# GloVe Example

The following notebook is using [this](https://medium.com/analytics-vidhya/basics-of-using-pre-trained-glove-vectors-in-python-d38905f356db) tutorial as a start into the world of GloVe.

In [2]:
# Import packages
import numpy as np
from scipy import spatial
import matplotlib.pyplot as plt
from sklearn.manifold import TSNE

I am using a pretrained vector provided by the GloVe team and is available on their [website](https://nlp.stanford.edu/projects/glove/). These text files are nicely formatted as they contain single a single word followed by *N* numbers. The *N* numbers that follow this word represent a point in *N* dimensional space. Numbers which are close to each other are close synonyms. The higher the dimension, the better the accuracy but more computation is needed. I will be using an *N* of 50 for this project to mimic the tutorial that this is from.

In [5]:
# First I will create an embeddings dictionary for word embedding. 
# Word embedding involves mapping words or phrases to vectors or numbers
embeddings_dict = {}
# Open the file with 50 dimensions
with open('glove/glove.6B.50d.txt', 'r') as f:
    # For every line, which is every word in this file
    for line in f:
        # Split the line up using default separator which is whitespace
        values = line.split()
        # The first item in the line is the word so assign that
        word = values[0]
        # Every other value in the line is a vector position
        vector = np.asarray(values[1:], "float32")
        # Now map the word to the vectors that we have got
        embeddings_dict[word] = vector

The above code takes all the words we have an stores them with their respective vector positions using the embeddings_dict dictionary.
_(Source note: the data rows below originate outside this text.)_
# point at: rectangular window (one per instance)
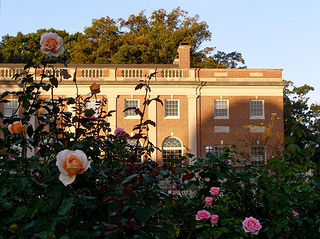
(218, 149)
(172, 109)
(256, 109)
(10, 107)
(93, 104)
(257, 155)
(131, 112)
(221, 109)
We can now use this dictionary to do some cool things with it.

Below is a function that will take in a word and find other words that are similar to it using the vector positioning I talked about earlier. What this function does is take the word that was inputted and uses the dictionary keys, which are the words we embedded above, and find the distance between all these words and the word inputted. Instead of returning an alphabetically sorted list, we use the distance we calculated as the sorting key so that we get the most similar words.

In [52]:
def find_closest_embeddings(embedding):
    return sorted(embeddings_dict.keys(), key=lambda word: 
                  spatial.distance.euclidean(embeddings_dict[word], embedding))[1:6]

In [53]:
find_closest_embeddings(embeddings_dict['shoe'])
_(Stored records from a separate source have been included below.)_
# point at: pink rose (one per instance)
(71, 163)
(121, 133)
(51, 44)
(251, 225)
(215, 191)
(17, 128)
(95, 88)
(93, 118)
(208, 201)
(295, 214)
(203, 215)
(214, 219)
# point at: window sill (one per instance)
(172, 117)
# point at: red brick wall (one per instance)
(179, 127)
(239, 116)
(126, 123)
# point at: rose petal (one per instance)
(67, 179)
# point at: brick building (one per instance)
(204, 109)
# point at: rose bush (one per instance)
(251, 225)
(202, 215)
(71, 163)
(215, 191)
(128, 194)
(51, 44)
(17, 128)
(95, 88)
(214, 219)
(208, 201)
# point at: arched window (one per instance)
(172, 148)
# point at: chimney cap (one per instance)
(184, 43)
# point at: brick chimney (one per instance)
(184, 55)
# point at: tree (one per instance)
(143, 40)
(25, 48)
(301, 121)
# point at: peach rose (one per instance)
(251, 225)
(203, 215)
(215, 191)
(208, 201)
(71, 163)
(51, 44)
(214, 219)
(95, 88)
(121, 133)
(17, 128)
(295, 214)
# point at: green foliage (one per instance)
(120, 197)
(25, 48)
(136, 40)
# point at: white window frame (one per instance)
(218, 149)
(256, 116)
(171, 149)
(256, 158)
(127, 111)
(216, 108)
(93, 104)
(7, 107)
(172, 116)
['shoes', 'handbag', 'underwear', 'sneakers', 'leather']

So as an example, I used 'shoe' as the word to test and outputted the top 5 most similar words in our dictionary. As you can see the first word, which is supposedly the most similar is 'shoes'. Makes sense! The other 4 words are all items of clothing which shows that these pretrained GloVe vectors do not just go on the words that are the most similar but also the meaning that is most similar. An interesting thing to note is that 'sneakers', a type of shoe, is 4th in the list behind handbag and underwear.
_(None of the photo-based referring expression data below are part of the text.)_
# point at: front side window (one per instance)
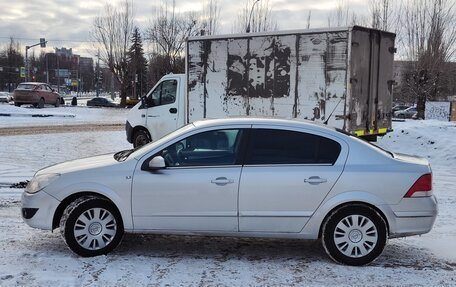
(268, 146)
(211, 148)
(164, 94)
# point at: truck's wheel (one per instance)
(354, 235)
(140, 138)
(91, 226)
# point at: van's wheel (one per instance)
(41, 103)
(354, 234)
(140, 138)
(91, 226)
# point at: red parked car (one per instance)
(37, 94)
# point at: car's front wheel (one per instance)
(41, 103)
(91, 226)
(354, 234)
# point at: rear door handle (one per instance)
(314, 180)
(222, 181)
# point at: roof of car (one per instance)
(262, 120)
(33, 83)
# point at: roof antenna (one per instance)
(326, 122)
What we can do is adapt the above function to show us the euclidean distances between the top 5 words and the word we want. We can use these distances to see how 'far' apart the words are from 'shoe'.

In [75]:
def find_distance_of_embeddings(embedding):
    words = find_closest_embeddings(embedding)
    distances = list(map(lambda word: spatial.distance.euclidean(embeddings_dict[word], embedding), words))
    return dict(zip(words, distances))

In [76]:
find_distance_of_embeddings(embeddings_dict['shoe'])

{'shoes': 2.918541431427002,
 'handbag': 3.0618388652801514,
 'underwear': 3.096071481704712,
 'sneakers': 3.323274850845337,
 'leather': 3.34987211227417}

We can see that 'shoes' is clearly the most similar which makes sense. We can also see the distance between 'shoe' and 'handbag' and 'underwear' are both very similar but sneakers is bit further away from these.